RAF tried to kill Kaiser,
Explosive revelation by CyprusToday columnist in his new book
BRITAIN launched a botched bid to kill Germany’s leader Kaiser Wilhelm II in the final year of the First World War exactly a century ago today, a new book by TRNC resident and CyprusToday columnist John Hughes-Wilson has revealed.
Previously unpublished evidence contained in the book showed that Britain launched a secret bombing raid on June 2, 1918.
It was exposed after author, leading military historian and retired colonel HughesWilson said he was handed a “historical treasure trove” by a visitor he took on a battlefield tour, containing details of his great uncle’s air force service — including the “breathtaking claim” of the secret British mission, complete with maps, aerial photographs and even a detailed flight plan. The explosive revelation has been brought out in the open by Mr Hughes-Wilson in his latest publication The Kaiser’sDawn:The Untold StoryofBritain’s SecretMissiontoMurdertheKaiserin1918 , which was released yesterday.
In it, he reveals that a “squadron of 12 bombers took off from an airfield near Boulogne to bomb a French chateau which, intelligence work had revealed, was being used by the Kaiser as his secret Western Front operational residence”.
They reached the Kaiser’s secret Western Front residence at Trélon at 5.25am, dropping up to a dozen 50-kilo bombs and up to 24 11-kilo ones.
“However, unbeknown to British Intelligence, the same German military successes that had probably triggered the bid to kill Kaiser Wilhelm, had also led him to leave the chateau to congratulate his generals at the front. As a result, he had left his Western Front operational residence 19 hours before the RAF struck,” the Independent reported on its website.
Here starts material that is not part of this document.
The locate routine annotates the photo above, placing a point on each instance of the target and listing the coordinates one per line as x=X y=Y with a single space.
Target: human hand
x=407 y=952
“What’s more, the British aircraft chose to attack at an altitude of only 500 feet — and to do so in single file. As a result the smoke from the initial few bombs billowed skywards and prevented many of the succeeding pilots from seeing their target.” The report added: “The attack has remained largely unknown . . . The British and the French obviously did not want to tell the world about a failed mission — and, of course, the Germans did not want to advertise the fact that their emperor was still alive due only to good luck.” Mr HughesWilson commented: “Any attempt to kill the Kaiser could only have been approved at the highest levels . . . By the War Office? Was the King informed that his ‘cousin Willie’ was a prime target . . . ? Was Lloyd George, the prime minister asked? . . . Who approved the mission? “That’s the real secret.”